Figure 12 Bolted Retrofit Connection
CONCLUSIONS The paper outlines that for fatigue evaluation:
1 Calculated static stresses must be assumed to be as calculated unless field full
scale load tests on the member being evaluated show lower values,
2 Impacts may be assumed to be 40% of the AREMA Calculated values for Class 1
mainline track and wheel control unless similar tests on the actual member being
evaluated show lower values, and
3 For both parameters, the possibilities of measuring values that are lower are high
making testing a worthwhile exercise.
The change in philosophy on how to deal with tension members is outlined emphasizing
that gross section is appropriate for yield calculations and net section is appropriate for
ultimate tensile strength calculations while pointing out some inconsistencies due to the
way past test results have been reported.

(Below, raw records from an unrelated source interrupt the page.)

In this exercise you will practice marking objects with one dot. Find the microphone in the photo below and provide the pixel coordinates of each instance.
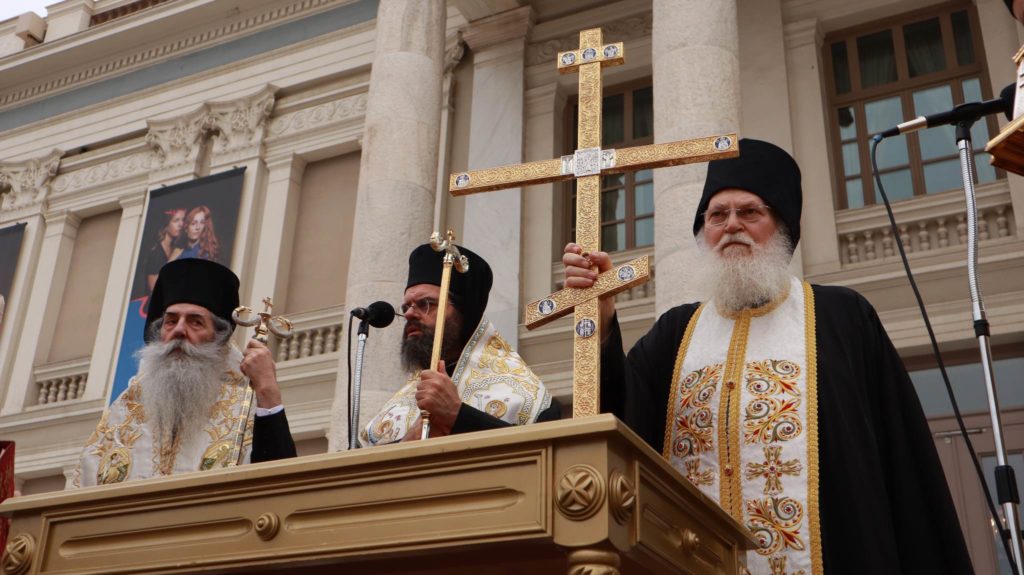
(378, 314)
(963, 113)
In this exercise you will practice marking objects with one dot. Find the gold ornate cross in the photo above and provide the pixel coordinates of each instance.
(587, 165)
(451, 259)
(264, 321)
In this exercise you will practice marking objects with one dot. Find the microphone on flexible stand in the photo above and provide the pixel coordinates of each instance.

Finally an example of a hanger riveted connection fatigue failure is illustrated, and a
potential pin connection failure is also shown.
ACKNOWLEDGEMENT
The writer acknowledges the staff at CN who assisted him in his 37 years with the CN-IC
System together with Modjeski & Masters Inc. for their continued support and
encouragement.
REFERENCES
1 American Railway Engineering and Maintenance of Way Association Manual of
Recommended Practice, Chapter 15, 2003, AREMA, Landover, MA
2 Committee on Iron and Steel Structures, Stress Distribution in Bridge Frames –
Floorbeam Hangers, Proceedings AREA Vol. 51, 1950, pp. 470-503
3 James Michalos and J.M. Louw, Vol. 58, pages 1 - 51, AREA Proceedings 1957
4 Byers, William G., “Impact from Railway Loading on Steel Girder Spans”, ASCE
J. of Structural Division, Vol. 96, No, ST^, June 1970, pp 1093 – 1103
5 Fisher, J.W., “Fatigue and Fracture in Steel Bridges – Case Studies” J. Wiley
1984, particularly page 32.
6 Sweeney, R.A.P., “Load Spectrum for Fraser River Bridge at New
Westminster, B.C.”, Proceedings A.R.E.A., Volume 77, Bulletin 658,
June-July 1976, A.R.E.A., Washington, D.C.
7 Fisher, J.W., Daniels, J.H., “An Investigation of the Estimated Damage in
Members of the 380 ft. Main Span, Fraser River Bridge”, Proceedings A.R.E.A.,
Volume 77, Bulletin 658, June-July 1976, A.R.E.A., Washington, D.C.